Das klingt jetzt erstmal wie aus einem billigen Rosamunde-Pilcher-Film, lässt sich aber tatsächlich wissenschaftlich begründen: "Intuitive ‚aufgeschobene‘ Entscheidungen sind in komplexen Situationen, in denen rationales Vorgehen nicht mehr viel hilft, die besten Entscheidungen", sagt Roth. Fälschlicherweise halten wir diese Art von Entscheidungen für die, die wir mit dem Bauch treffen. Der hat aber gar nichts damit zu tun. Der eigentliche Dank gilt unserem Langzeitgedächtnis.

Wenn man sich pausenlos um eine Frage dreht, kommt man der Lösung nicht unbedingt näher. Mit ein bisschen Abstand geht das viel besser: "Man denkt nicht mehr darüber nach, und am nächsten oder übernächsten Tag entscheidet man ‚intuitiv‘. In der Zwischenzeit hat unser vorbewusst arbeitendes Langzeitgedächtnis die Entscheidungsarbeit für uns getan, nachdem es einmal angestoßen wurde", erläutert Hirnforscher Roth.

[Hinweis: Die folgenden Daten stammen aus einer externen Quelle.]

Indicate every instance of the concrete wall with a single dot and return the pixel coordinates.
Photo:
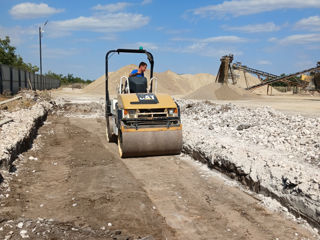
(12, 80)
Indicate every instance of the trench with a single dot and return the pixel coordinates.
(231, 170)
(23, 145)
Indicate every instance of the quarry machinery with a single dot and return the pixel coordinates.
(141, 121)
(225, 71)
(288, 78)
(291, 80)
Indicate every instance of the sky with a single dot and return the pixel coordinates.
(277, 36)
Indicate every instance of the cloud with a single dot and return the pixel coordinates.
(112, 7)
(110, 22)
(247, 7)
(29, 10)
(264, 62)
(206, 51)
(147, 45)
(145, 2)
(18, 34)
(311, 23)
(298, 39)
(216, 39)
(173, 31)
(255, 28)
(209, 47)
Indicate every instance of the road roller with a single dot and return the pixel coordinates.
(141, 121)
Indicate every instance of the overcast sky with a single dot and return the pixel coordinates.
(278, 36)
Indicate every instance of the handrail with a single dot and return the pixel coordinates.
(154, 79)
(126, 86)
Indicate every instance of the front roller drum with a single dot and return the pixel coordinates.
(140, 142)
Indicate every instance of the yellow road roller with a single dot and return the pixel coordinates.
(141, 121)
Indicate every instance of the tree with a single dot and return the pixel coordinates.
(67, 79)
(8, 56)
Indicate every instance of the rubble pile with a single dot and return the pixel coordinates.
(18, 133)
(271, 152)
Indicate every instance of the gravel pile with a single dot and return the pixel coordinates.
(16, 136)
(272, 152)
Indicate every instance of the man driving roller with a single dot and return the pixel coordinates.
(140, 71)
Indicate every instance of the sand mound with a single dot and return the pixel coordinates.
(168, 82)
(218, 91)
(197, 86)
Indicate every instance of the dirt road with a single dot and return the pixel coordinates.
(73, 185)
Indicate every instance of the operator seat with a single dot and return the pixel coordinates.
(138, 84)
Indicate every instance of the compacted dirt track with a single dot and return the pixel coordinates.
(73, 185)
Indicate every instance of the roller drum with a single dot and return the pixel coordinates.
(147, 143)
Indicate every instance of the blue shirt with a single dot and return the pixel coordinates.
(138, 75)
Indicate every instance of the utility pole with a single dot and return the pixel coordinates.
(40, 48)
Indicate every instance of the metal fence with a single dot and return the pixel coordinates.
(12, 80)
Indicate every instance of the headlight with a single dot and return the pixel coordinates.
(131, 113)
(172, 112)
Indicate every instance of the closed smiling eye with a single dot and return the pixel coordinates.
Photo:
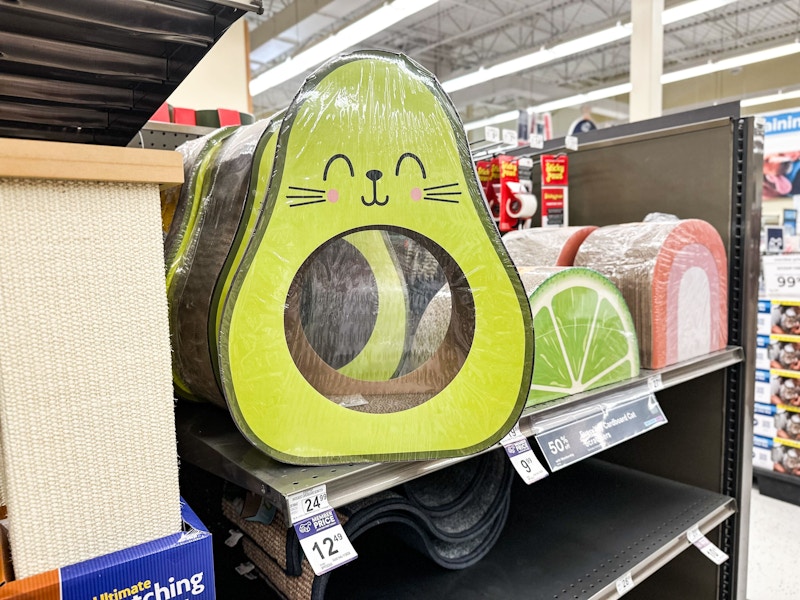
(442, 193)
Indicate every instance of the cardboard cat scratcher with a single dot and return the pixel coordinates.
(372, 157)
(585, 337)
(674, 277)
(234, 183)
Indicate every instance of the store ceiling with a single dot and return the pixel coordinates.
(453, 37)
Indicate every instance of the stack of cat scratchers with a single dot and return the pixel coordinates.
(225, 209)
(454, 517)
(86, 407)
(673, 276)
(545, 247)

Geheimrezept: Abstand und Intuition

Der Verstand spielt im Entscheidungsprozess dagegen nur eine untergeordnete Rolle. Unser Aktualbewusstsein ist nämlich so beschränkt und stressanfällig, dass es nur in einfachen Entscheidungssituationen brauchbar wird. Das Geheimrezept für die wirklich komplizierten Fragen des Lebens lautet daher: Abstand und Intuition. Dinge zur Abwechslung mal nicht zerdenken, sondern spontan sein und auf die innere Stimme hören. Das klingt esoterischer als es ist und tut gar nicht weh. Und falls doch: Eine Entscheidung ist selten für die Ewigkeit.

Die Art des Entscheidens von jetzt auf gleich zu ändern, ist wahrscheinlich schwierig. Mein Bauch wird sich nicht einfach raushalten, nur weil ich jetzt weiß, dass er mich zu überstürzten und vielleicht sogar gefährlichen Entschlüssen verleitet. Wie bei vielen Dingen kommt es auf die Mischung an: Ein bisschen Bauch, ein bisschen Kopf, und ganz viel Intuition. Ein eiskalter Bergsee schadet womöglich auch nicht.